Bill #3 — PERS COLA changes:
This package decreases the Cost of Living Adjustments for already-retired PERS recipients. It will be indexed to income so those receiving a smaller retirement benefit will get a higher COLA, and at the higher benefit level, the COLA will be minimum. I cannot give the exact rate at this time because actuarial analyses are still being made to finalize the adjustments. The agreed package reduces the PERS liability by $4.6 billion — this includes the $2.6 billion from SB 822 passed in the session plus an additional $2.0 billion from the special session bill reducing COLAs. The PERS unfunded liability (last updated in July 2013) shows an unfunded liability of $14.0 billion excluding side accounts held by employers and $8.5 billion when these side accounts are included.
School districts, local governments, and the State, which use the PERS system for retirement, are assessed payments into the system based on liability. By reducing the overall liability, these government agencies save money. Each PERS agency has a different PERS profile but on an average basis, PERS costs are at 25% currently and expected to go up in future years.
Bill #4 — Other PERS policy changes:
- Future legislators would not be eligible for membership in the PERS system. They would be eligible for other state retirement benefits which are much less generous.
- There has been at least one high profile case of a PERS employee going to jail on a felony conviction for on-the-job illegal activity who then qualified and received PERS benefits.
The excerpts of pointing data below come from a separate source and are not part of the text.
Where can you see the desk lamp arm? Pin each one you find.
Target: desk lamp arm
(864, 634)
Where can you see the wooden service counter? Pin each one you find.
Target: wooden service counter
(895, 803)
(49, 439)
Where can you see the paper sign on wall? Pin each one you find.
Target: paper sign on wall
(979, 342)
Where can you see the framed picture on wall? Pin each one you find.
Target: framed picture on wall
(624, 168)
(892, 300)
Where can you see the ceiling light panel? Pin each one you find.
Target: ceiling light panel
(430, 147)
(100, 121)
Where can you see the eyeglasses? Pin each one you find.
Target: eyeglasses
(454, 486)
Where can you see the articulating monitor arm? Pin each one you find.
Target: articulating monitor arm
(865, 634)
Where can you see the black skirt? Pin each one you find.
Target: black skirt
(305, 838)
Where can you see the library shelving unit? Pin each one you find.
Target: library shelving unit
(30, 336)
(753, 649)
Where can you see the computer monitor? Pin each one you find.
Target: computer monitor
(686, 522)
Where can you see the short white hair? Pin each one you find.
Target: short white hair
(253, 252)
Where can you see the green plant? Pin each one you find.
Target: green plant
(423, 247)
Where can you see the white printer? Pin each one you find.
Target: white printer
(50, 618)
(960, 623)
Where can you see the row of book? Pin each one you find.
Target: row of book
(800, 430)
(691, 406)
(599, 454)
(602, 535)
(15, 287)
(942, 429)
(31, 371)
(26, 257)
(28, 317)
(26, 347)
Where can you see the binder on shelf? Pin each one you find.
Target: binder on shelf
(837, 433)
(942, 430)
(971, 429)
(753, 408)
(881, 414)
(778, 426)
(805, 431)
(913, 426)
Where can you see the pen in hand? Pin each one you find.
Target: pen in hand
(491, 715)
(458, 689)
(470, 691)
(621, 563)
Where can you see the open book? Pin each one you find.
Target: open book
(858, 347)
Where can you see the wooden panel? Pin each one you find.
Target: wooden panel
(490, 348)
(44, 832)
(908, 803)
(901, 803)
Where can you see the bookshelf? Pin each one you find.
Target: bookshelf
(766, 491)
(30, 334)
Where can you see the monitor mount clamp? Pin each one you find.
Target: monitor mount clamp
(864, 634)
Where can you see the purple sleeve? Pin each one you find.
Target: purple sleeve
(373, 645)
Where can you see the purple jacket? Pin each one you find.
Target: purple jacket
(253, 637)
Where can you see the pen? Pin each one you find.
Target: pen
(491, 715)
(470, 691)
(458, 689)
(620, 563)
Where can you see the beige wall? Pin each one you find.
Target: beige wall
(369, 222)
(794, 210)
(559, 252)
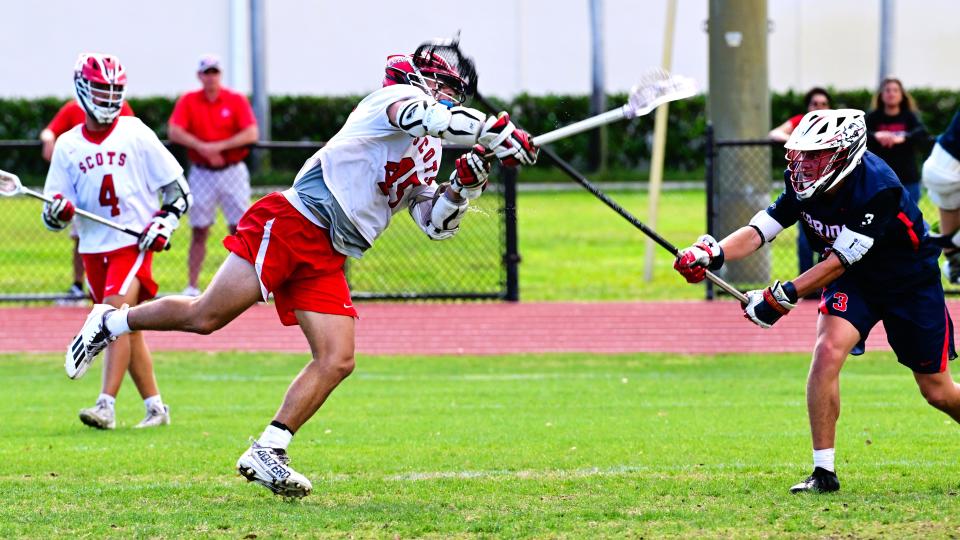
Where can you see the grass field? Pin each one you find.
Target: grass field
(546, 446)
(573, 248)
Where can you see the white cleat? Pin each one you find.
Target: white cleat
(270, 467)
(156, 416)
(100, 416)
(87, 344)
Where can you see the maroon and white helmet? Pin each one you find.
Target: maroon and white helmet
(417, 70)
(100, 82)
(824, 148)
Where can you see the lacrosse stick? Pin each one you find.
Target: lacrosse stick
(654, 89)
(10, 186)
(582, 180)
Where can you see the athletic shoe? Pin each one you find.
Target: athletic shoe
(951, 267)
(191, 291)
(270, 467)
(821, 481)
(87, 344)
(156, 416)
(100, 416)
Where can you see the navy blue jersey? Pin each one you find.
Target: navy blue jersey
(871, 201)
(950, 140)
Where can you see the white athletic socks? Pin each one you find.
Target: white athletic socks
(824, 459)
(153, 401)
(274, 437)
(117, 323)
(110, 400)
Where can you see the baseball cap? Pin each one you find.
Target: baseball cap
(208, 61)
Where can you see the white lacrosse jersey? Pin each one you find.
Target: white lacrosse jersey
(116, 176)
(373, 168)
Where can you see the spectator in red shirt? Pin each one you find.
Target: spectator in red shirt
(216, 125)
(70, 115)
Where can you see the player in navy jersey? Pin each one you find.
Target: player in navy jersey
(941, 176)
(880, 265)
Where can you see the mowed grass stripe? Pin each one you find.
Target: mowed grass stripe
(529, 445)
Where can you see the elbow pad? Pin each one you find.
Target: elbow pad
(177, 197)
(458, 125)
(766, 226)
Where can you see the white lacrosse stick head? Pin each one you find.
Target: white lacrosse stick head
(656, 88)
(9, 184)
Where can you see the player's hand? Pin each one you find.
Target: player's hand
(511, 146)
(470, 173)
(527, 151)
(767, 306)
(57, 214)
(156, 236)
(693, 262)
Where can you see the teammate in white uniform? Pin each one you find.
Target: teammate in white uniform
(294, 244)
(115, 167)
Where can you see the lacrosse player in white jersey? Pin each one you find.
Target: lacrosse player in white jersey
(294, 244)
(114, 166)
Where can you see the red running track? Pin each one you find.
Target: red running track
(474, 328)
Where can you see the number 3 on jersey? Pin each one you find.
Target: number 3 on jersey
(108, 195)
(393, 172)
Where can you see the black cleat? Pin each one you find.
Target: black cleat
(821, 481)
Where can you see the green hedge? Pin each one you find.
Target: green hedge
(312, 118)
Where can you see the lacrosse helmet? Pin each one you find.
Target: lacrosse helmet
(420, 68)
(824, 148)
(100, 82)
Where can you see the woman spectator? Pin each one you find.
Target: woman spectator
(894, 131)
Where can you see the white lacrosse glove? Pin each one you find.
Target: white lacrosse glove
(470, 173)
(767, 306)
(512, 146)
(156, 236)
(693, 262)
(57, 214)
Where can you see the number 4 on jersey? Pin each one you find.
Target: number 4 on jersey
(394, 171)
(108, 195)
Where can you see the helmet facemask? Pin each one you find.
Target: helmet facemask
(100, 84)
(823, 149)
This bill would specifically prevent this in the future.
- It has also happened that employees could pay their own insurance during the last few years of their employment and have the agency raise salary to cover those costs. This has the effect of spiking the future retirement benefits of the employee. Under this bill, such a scheme would be specifically prohibited.
Bill #5 — SB633:
SB633 passed the Senate by a 17 to 12 vote during the regular session. It had no hearing in the House and therefore died. This proposal is a reaction to the changing nature of our agricultural economy. Genetically Modified Organisms (GMOs) are being grown or proposed for growth on Oregon farmlands. Some see these genetically modified crops as a threat; others see them as an improved agricultural product. The issue is who regulates them. Under this bill, genetically modified crops would be regulated statewide under the Department of Agriculture instead of a patchwork of county ordinances. The bill removes Jackson County from this state preempt because it currently has a county ordinance regarding these products on the November ballot.
I hope this helps explain a very detailed and complex package of proposals and I welcome your thoughts and opinions.